New Yorker Obama Cover: “A Satire of a Misperception?” (UPDATED)
Yeah, you heard that right: “a satire of a misperception.” I heard someone this evening give that pretty nuanced explanation of the (now infamous) political cartoon on the cover of this week's New Yorker magazine. And I "get" it -- the cartoon is clever, smart and biting.
But for the 30% of Americans who tell pollsters that they believe that Obama is an angry, unpatriotic, secret black Panther Muslim terrorist sympathizer, it's quite a bit more straightforward: it simply confirms their belief that he's just no good.
After all, if even his friends are talking about it, there must be some truth to it.

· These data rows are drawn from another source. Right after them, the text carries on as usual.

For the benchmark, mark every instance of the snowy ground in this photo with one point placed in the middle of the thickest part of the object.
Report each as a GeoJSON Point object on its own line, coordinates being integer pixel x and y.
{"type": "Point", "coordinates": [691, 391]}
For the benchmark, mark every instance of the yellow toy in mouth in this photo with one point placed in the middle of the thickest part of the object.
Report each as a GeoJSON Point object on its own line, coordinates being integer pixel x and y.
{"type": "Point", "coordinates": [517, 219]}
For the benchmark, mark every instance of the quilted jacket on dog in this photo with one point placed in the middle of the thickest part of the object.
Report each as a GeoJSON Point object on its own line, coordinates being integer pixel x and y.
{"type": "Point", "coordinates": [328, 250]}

Lastly, of course, it also confirms the view of the traditional media that Obama has a fundamental problem with white working class Americans. Or, as Stephen Colbert is wont to say after he shows (yet again) the video of Rev. Wright: "Why won't this story die?"
Speaking of Stephen Colbert, he is also a work of art that satirizes the misperceptions of the moonbat-class. As is Dave Chapelle (but not, when you get right down to it, Don Imus). Should we be unhappy with them as well? I can tell you that I heard Chapelle once say that he quit television because he realized much of his audience didn't get the nuance and was simply laughing at his caricatures of black people. He felt that he was somehow contributing to their ignorance. Colbert, too, has had some awkward moments with his audience but he hung in there and now it's pretty clear what the joke is all about when he goes on the air every night -- and that doesn't make his satire any less biting or on-point.
But the bottom line is this: there's a lot more at stake in the case of Obama. We've been through this in the last two election cycles and we'd like to avoid this kind of nonsense.
UPDATE: Then again, maybe I'm taking this personally and it's just business. Gary Kamiya has a point.